Publication year - 1994
Publication title -
the journal of rural health
Language(s) - English
Resource type - Journals
SCImago Journal Rank - 1.439
H-Index - 57
eISSN - 1748-0361
pISSN - 0890-765X
DOI - 10.1111/j.1748-0361.1994.tb00239.x
Subject(s) - statistics , regression analysis , econometrics , residence , mathematics , variables , linear regression , regression , demography , sociology
When rural/urban differences are found in health status or health care use, it is often desirable to identify those factors (such as age, social structure, income, etc.) that influence such differences. To this end, researchers often test rural/urban differences in age, social structure, income, etc., for statistical significance. Also, researchers commonly perform multivariate analyses (such as multiple regressions) to examine rural‐urban differences in the influence of various independent variables on the dependent variable of interest.

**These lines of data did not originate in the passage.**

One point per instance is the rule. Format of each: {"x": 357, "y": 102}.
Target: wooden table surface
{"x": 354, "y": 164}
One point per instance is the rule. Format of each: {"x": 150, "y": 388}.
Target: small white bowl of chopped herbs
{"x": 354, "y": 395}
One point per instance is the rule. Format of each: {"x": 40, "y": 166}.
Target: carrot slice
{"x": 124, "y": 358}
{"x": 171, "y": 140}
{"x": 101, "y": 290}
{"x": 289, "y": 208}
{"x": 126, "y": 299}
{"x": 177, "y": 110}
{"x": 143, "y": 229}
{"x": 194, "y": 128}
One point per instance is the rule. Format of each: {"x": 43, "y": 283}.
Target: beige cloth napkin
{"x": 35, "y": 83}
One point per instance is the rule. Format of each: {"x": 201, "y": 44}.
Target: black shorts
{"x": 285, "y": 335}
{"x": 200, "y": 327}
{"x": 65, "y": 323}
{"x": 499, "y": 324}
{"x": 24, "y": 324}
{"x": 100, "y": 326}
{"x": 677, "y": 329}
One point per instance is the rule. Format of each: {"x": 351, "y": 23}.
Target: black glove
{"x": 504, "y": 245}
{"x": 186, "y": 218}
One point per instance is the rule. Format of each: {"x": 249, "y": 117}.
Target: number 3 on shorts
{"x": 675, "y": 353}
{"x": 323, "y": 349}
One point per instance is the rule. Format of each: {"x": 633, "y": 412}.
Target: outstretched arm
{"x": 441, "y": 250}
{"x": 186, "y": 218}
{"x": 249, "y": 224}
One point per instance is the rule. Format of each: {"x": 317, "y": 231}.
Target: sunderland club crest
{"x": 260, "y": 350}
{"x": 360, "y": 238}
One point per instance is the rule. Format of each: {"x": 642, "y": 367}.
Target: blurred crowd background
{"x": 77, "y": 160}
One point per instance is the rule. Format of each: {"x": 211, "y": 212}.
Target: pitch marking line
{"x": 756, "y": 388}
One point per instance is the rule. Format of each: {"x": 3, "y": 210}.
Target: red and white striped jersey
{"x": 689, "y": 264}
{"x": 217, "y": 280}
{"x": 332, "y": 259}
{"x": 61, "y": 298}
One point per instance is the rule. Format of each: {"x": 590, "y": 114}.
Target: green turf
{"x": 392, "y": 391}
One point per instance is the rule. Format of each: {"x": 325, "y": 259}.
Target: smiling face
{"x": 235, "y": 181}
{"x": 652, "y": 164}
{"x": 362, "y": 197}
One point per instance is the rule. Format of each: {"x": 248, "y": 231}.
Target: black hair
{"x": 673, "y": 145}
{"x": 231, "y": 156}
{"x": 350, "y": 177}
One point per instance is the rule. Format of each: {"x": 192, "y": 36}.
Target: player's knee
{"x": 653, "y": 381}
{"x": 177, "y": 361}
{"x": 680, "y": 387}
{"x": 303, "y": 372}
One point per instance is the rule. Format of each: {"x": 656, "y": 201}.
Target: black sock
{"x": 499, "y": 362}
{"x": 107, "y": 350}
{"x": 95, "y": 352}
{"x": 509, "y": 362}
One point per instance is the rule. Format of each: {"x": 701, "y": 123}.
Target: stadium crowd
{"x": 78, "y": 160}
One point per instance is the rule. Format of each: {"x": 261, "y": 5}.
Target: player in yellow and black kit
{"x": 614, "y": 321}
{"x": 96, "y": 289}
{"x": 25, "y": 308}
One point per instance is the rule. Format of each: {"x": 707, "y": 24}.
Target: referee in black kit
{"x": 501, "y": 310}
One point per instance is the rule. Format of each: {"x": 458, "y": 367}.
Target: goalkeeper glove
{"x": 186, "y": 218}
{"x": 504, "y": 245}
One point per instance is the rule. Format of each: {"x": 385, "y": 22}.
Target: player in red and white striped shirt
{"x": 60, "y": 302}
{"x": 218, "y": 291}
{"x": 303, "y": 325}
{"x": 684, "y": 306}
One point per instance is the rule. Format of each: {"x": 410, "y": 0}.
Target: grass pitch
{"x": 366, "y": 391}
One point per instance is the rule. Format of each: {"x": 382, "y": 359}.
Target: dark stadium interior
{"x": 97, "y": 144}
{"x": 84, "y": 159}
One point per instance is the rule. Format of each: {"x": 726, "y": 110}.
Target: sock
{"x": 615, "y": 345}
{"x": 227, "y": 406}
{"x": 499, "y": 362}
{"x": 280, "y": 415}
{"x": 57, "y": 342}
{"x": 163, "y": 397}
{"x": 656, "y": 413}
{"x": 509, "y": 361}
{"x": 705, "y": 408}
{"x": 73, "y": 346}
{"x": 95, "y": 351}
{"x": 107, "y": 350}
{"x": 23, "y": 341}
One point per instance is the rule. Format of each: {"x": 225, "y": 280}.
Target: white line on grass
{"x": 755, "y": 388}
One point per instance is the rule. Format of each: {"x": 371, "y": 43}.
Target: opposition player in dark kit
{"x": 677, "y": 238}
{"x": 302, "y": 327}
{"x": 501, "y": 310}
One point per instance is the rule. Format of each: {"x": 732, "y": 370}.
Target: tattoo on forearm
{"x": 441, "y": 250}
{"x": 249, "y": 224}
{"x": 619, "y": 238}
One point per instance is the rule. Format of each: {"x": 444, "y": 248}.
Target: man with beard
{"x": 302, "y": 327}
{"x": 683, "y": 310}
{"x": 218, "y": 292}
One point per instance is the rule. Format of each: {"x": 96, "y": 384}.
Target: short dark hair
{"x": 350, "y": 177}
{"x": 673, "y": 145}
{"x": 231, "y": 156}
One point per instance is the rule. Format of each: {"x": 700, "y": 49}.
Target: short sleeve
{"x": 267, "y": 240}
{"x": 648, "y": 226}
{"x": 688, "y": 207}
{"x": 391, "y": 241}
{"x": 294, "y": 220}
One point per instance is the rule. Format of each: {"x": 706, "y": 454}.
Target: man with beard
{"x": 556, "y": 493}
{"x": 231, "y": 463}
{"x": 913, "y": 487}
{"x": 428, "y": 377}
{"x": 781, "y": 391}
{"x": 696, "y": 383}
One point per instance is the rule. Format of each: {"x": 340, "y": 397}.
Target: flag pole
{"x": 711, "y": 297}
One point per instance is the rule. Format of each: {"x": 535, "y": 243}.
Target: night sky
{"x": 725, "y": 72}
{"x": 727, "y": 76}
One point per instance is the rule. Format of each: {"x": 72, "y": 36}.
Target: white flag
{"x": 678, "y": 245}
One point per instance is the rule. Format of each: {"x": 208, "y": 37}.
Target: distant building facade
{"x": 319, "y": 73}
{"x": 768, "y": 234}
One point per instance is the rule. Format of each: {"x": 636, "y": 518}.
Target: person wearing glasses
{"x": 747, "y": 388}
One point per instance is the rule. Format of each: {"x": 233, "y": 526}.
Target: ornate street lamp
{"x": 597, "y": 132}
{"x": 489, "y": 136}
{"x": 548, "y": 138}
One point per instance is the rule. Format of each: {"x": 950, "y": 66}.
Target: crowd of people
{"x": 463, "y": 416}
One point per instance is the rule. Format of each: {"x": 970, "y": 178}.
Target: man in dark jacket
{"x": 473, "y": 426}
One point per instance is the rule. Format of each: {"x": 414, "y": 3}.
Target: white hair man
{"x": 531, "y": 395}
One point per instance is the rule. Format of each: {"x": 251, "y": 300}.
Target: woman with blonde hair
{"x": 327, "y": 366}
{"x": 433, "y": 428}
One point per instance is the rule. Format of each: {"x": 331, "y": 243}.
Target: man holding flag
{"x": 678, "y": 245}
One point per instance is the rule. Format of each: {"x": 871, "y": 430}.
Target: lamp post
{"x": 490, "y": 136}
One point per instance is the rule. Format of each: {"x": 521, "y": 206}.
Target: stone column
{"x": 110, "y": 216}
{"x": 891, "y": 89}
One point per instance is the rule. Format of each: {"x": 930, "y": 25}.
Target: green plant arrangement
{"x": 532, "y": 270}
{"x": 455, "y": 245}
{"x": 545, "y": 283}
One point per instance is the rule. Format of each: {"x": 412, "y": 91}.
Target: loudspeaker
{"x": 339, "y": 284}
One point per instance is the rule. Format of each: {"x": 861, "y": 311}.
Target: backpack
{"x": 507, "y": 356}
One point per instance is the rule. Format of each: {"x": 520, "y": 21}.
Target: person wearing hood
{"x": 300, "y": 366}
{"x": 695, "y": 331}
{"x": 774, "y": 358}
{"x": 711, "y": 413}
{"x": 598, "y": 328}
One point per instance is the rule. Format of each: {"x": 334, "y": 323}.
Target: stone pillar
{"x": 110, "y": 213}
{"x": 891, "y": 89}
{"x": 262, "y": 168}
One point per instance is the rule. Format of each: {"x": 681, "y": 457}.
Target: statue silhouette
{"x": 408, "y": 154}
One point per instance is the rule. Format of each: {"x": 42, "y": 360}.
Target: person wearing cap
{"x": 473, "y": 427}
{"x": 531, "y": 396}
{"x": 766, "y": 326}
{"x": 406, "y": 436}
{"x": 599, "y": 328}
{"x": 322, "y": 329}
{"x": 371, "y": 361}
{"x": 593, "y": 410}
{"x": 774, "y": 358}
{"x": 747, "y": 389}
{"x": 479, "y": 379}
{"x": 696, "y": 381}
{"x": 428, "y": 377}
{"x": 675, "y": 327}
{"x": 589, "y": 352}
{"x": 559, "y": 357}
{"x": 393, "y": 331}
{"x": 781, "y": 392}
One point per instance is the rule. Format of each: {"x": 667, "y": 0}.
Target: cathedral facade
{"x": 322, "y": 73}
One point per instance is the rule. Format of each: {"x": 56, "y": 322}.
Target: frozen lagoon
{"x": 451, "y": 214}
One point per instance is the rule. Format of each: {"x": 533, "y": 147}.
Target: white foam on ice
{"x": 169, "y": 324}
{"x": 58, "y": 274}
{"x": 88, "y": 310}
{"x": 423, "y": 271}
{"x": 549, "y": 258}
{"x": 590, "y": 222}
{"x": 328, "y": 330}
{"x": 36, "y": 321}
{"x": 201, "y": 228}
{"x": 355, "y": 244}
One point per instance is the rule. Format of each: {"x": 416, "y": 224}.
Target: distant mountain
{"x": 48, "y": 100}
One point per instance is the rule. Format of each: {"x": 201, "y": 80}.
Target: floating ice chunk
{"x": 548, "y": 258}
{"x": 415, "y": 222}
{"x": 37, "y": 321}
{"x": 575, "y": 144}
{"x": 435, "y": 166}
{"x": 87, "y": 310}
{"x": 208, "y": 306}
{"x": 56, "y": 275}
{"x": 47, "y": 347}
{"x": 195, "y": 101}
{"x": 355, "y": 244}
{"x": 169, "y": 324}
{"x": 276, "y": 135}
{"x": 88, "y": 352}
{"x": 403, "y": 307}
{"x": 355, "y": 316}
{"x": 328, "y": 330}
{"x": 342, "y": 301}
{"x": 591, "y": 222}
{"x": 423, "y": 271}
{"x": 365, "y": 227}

Frequently, researchers discover: (1) statistically significant rural/urban differences in the independent variables (such as age, social structure, income, etc.) and (2) statistically significant rural/urban differences in the effects of these independent variables (i.e., statistically significant rural/urban differences in regression coefficients). The analysis typically stops here, without addressing the relative contributions of(1) and (2) to the rural/urban differences in the dependent variable. This paper argues that the relative contributions of(1) and (2) have important implications for the way policy‐makers address rural health problems. This paper presents a method for assessing the relative contributions of differences in the independent variables and differences in regression coefficients to observed differences in the dependent variable, and illustrates the application of the method by analyzing rural/urban differences in the risk of institutionalization (Dwyer, Barton, & Vogel, 1994).